The United Arab Emirates (U.A.E.) is initiating a policy of interfering with the use of the Blackberry smart phone because, in the words of one reporter, "They're finding it too hard to spy on." (The NPR story is here.)
This report reminded me of another: Just before his surprising execution (surprising mostly to him) at the hands of revolutionaries in 1989, Romanian dictator Nicolae Ceausescu proclaimed an edict outlawing typewriters and copy machines. I recall thinking at the time that outlawing typewriters is truly the last-gasp act of a desperate man. (The Fearless Leader actually tried to cover other threats by requiring the registration of hand-writing samples.) Although the image of the bodies of Dictator and Mrs. Ceausescu slumped under bloody sheets is not particularly funny, the typewriter gambit still makes me laugh.
I suppose this amusement has to take a kind of long-range view: Certainly the U.A.E. Blackberry crackdown will have immediate effects, but certainly it, too, will eventually be viewed as the laughable, desperate measure that it is.
Reasonable folks can disagree about the positive or negative effects of the recent WikiLeaks exposure of the Afghan war logs, but surely an internet-enabled transparency is a good thing for freedom. (I have not yet read an analysis comparing the Wikileaks release to that of the Pentagon Papers -- and who is on which side regarding these two exercises in truth-telling.)

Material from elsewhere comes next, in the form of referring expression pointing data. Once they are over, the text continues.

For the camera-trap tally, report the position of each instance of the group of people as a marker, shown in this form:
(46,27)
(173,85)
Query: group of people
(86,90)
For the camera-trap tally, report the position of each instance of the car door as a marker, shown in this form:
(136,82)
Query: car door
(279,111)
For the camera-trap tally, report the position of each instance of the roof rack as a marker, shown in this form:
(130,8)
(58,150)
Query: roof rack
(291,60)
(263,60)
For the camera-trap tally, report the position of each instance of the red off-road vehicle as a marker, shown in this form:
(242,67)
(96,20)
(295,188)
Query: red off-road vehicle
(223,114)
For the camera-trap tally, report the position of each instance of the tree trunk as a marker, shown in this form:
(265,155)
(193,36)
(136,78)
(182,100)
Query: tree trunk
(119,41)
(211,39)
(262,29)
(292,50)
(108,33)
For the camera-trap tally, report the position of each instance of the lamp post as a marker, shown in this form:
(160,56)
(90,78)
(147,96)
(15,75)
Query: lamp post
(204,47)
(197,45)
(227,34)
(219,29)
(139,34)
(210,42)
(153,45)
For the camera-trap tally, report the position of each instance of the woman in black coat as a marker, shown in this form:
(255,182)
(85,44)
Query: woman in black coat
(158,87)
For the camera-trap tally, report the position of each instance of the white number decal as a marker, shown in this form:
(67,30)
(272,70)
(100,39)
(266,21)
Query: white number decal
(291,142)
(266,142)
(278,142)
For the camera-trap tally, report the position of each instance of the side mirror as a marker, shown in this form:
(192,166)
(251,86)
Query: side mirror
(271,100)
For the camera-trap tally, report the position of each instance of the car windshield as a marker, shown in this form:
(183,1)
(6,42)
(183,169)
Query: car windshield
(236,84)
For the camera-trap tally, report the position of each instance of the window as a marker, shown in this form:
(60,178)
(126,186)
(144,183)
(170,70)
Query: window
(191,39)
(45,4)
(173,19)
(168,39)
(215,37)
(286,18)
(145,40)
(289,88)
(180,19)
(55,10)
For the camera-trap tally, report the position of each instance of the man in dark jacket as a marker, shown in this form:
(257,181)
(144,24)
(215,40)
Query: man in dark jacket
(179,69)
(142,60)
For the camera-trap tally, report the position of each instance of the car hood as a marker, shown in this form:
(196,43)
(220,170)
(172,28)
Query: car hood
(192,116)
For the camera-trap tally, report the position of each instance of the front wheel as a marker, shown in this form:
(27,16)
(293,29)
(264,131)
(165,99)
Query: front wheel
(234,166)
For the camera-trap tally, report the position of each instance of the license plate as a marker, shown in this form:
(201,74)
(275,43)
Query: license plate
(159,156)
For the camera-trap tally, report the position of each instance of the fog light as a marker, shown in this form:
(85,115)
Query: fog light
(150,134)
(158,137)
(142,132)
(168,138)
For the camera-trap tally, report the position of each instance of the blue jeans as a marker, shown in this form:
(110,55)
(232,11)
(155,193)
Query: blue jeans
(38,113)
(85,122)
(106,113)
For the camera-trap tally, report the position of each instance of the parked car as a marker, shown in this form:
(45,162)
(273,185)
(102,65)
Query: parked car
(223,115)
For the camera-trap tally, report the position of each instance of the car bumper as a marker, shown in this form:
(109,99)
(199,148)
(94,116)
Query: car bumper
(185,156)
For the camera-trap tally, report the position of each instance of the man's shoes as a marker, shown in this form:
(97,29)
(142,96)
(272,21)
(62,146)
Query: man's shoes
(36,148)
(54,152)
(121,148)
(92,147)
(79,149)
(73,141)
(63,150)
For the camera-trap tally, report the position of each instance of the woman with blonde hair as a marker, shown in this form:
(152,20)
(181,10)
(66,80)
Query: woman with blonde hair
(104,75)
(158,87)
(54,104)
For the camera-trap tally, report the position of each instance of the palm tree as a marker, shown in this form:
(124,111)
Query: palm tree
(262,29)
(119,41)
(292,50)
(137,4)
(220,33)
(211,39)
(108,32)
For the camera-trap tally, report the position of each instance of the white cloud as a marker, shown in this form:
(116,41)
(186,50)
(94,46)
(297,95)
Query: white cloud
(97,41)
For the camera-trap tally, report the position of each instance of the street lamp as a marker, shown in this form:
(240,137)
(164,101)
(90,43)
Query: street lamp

We have learned by now that technology can't save us ("You said, 'We will ride upon swift steeds'--therefore your pursuers shall be swift!" - Isaiah 30:16), and the openness of the web will simply call forth more creative attempts to hide reality and disseminate untruths. (Ironically, the internet helps to expose lies and to spread "the big lie.") But is it not true, dear reader, that, in the words of my late friend Gerhard Frost, "We can put the truth out on the street and let it take care of itself."?
2 comments:
I don't know - I want to agree with Frost, but the relativity of what people mean by "truth" is concerning. Repeat a falsehood enough and someone will believe it, and the Internet is a vast repeater. "There is nothing so absurd that it cannot be believed as truth if repeated often enough." William James
And I don't trust the pell mell rush to put everything on the net; every trivial thought that arrived half baked in someone's brain, all the drivel the mob can produce, etc. What's the rush? Since there are no filters, and it looks like there never will be any filters, folks will come up with their own way of coping with the information fire hose that blasts oceans of stuff directly to the desktop. I'd like to hear of a technology that captures revenue from every input into the internet. Like snail mail does (did?) If I want you to read a note I have written, I have to put it into an envelope and stick a stamp on it. If you want to send me a package it will cost you. Hmmm. I wonder if anyone is working on this? Bet they are!